While Dolan is widely regarded as a longshot in the Trump-dominated primary, those in the former president’s orbit say there’s good reason to be focused on him: The candidate is spending $10 million-plus out of his pocket, is slowly rising in polling and is poised to benefit from a raft of Trump-aligned primary rivals splintering the vote among themselves.

Dolan’s campaign strenuously denies that he’s anti-Trump. The 57-year-old state senator, whose billionaire family owns the Cleveland Guardians, has said he voted for the former president in the 2016 and 2020 elections and that he would support him should he be the Republican nominee in 2024. He has also said he did not support Trump’s impeachment.

Still, Trump’s fixation on Dolan has steadily been growing since late September, when he launched his campaign. That same day, Trump released a statement attacking Dolan, a part-owner of the Guardians, for the baseball team’s decision to change the name it had since 1915: the Cleveland Indians. After the team announced the change in 2020, Trump called it “cancel culture at work!”

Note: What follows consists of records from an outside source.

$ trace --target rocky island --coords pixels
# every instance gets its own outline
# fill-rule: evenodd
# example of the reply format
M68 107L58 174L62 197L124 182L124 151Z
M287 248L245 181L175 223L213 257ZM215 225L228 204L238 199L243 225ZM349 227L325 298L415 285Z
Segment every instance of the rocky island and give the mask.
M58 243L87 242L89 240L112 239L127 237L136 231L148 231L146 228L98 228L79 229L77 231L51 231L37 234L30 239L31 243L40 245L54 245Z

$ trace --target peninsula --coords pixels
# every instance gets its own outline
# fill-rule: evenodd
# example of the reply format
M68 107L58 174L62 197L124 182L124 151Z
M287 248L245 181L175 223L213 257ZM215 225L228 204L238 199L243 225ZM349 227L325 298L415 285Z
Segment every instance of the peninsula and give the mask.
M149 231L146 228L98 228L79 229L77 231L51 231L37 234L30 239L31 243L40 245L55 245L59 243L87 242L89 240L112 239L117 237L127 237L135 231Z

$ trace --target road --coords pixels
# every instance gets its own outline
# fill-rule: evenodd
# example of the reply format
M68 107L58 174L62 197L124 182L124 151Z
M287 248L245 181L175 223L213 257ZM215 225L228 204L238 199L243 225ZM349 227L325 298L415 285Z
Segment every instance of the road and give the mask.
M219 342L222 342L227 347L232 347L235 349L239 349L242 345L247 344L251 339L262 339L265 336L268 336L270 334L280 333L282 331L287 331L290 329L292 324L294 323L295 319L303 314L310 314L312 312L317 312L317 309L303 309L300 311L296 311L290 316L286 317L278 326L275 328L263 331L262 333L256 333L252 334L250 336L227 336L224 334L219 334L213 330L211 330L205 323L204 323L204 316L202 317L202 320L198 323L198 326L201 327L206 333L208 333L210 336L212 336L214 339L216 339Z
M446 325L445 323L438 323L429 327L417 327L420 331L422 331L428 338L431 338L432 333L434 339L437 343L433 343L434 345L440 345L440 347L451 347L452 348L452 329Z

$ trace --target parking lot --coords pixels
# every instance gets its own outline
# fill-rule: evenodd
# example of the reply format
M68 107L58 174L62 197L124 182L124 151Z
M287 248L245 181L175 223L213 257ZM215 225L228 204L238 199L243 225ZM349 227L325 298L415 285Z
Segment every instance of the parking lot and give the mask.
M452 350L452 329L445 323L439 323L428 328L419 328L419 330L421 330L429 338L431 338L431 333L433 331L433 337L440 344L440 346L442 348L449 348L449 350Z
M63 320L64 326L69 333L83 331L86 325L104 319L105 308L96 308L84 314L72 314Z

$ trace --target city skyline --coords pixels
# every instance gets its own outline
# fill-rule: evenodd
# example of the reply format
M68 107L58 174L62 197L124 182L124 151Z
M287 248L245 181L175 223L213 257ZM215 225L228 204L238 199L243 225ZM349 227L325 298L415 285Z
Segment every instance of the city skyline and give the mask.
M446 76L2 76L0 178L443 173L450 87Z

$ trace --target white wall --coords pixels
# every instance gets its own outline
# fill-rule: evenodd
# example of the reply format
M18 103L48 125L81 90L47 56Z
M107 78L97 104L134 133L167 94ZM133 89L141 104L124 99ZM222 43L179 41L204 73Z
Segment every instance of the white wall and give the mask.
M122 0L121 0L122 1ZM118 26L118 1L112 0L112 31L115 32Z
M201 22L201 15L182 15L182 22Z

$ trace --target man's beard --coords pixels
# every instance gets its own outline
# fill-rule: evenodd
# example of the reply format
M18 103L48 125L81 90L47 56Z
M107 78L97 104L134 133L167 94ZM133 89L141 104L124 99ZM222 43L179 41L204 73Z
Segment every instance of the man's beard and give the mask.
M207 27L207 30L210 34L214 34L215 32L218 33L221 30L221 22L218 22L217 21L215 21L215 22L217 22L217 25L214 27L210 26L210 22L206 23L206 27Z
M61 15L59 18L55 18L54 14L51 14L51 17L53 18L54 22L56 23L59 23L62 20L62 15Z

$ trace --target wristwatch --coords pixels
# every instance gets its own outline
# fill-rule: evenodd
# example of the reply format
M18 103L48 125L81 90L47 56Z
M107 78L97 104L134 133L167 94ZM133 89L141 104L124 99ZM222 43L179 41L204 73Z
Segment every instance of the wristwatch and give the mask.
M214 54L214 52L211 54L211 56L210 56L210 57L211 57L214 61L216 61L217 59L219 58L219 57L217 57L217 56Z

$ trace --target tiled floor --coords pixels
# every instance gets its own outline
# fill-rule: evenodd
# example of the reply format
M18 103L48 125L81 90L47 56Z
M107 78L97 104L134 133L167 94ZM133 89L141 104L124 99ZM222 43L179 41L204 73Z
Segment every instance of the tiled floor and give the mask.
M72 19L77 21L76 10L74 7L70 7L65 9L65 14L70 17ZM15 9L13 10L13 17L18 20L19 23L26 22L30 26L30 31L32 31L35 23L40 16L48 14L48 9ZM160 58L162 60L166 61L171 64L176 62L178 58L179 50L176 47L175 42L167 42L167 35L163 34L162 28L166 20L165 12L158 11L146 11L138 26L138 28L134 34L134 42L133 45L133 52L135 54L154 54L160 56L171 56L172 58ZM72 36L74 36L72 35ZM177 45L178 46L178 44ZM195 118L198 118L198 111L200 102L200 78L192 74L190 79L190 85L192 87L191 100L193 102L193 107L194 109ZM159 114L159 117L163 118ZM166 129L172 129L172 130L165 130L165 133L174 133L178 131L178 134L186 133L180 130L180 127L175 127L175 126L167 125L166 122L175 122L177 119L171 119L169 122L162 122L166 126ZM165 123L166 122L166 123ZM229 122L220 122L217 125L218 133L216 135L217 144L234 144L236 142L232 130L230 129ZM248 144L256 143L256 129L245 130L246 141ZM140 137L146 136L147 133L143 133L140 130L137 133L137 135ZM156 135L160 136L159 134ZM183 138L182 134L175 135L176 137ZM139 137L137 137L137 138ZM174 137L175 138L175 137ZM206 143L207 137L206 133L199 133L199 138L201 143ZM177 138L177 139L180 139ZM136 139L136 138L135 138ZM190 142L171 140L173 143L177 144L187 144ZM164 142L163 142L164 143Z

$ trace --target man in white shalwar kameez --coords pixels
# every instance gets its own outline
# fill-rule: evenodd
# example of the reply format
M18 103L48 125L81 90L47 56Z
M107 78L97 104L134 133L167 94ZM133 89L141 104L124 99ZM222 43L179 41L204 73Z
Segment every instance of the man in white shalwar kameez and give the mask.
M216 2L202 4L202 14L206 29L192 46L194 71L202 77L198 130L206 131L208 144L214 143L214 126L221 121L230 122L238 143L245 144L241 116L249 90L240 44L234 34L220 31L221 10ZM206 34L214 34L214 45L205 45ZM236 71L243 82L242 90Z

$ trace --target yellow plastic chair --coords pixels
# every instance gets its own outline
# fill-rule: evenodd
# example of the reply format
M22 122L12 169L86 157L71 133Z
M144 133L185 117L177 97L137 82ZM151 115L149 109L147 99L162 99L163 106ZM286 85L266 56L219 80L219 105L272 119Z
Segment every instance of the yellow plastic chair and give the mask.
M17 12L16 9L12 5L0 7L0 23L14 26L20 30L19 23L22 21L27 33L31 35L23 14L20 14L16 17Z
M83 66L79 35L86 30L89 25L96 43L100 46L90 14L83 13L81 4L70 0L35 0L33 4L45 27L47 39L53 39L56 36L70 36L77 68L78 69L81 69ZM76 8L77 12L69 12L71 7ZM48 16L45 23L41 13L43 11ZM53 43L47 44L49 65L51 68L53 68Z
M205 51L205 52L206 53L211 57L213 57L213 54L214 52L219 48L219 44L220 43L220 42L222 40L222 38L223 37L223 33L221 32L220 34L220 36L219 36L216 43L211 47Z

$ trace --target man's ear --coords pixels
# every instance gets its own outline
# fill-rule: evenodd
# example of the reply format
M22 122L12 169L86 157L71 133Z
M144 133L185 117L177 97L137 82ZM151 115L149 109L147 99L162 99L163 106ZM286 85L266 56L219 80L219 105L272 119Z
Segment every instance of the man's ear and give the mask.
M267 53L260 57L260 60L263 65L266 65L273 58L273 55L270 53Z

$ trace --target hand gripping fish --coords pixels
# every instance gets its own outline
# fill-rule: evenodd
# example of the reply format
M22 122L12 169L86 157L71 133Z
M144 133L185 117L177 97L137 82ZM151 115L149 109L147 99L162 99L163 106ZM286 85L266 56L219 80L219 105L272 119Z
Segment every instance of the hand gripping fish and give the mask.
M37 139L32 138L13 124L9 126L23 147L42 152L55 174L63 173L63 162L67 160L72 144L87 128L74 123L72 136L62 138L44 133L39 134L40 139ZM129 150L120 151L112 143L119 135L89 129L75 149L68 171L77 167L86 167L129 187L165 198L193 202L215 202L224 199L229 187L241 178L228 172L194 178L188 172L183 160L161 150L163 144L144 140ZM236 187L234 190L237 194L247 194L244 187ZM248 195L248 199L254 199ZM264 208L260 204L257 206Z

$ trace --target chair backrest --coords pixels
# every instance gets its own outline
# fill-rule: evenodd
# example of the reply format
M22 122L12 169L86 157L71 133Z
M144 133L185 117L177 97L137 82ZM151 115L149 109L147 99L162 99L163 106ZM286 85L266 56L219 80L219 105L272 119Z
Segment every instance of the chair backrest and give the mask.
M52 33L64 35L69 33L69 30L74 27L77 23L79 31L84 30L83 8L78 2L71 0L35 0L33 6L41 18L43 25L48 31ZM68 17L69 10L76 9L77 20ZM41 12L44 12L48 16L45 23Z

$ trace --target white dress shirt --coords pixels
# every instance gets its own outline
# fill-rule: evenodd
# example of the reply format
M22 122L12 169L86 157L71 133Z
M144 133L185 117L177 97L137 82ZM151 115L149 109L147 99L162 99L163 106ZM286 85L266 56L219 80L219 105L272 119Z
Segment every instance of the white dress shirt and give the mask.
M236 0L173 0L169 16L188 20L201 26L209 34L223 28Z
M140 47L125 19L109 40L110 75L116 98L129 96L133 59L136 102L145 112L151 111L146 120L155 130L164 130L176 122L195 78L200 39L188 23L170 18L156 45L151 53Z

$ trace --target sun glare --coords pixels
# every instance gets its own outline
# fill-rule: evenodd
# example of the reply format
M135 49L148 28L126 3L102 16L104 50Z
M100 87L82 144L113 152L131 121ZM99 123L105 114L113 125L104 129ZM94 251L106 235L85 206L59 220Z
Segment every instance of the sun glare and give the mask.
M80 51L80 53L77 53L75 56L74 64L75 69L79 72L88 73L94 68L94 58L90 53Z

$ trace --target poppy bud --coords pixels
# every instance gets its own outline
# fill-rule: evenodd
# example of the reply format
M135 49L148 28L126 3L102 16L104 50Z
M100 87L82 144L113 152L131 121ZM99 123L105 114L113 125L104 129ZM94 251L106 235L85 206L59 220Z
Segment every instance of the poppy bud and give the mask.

Trump brought up Dolan again during a late January meeting with top advisers to discuss the midterm landscape, according to a person familiar with the discussion. Then, on Feb. 3, Trump privately met at Mar-a-Lago with Ohio Republican Bernie Moreno, a wealthy business owner in the race. During the two-hour meeting, the two discussed how the GOP must not lose the seat to a “Democrat” in the primary or general election.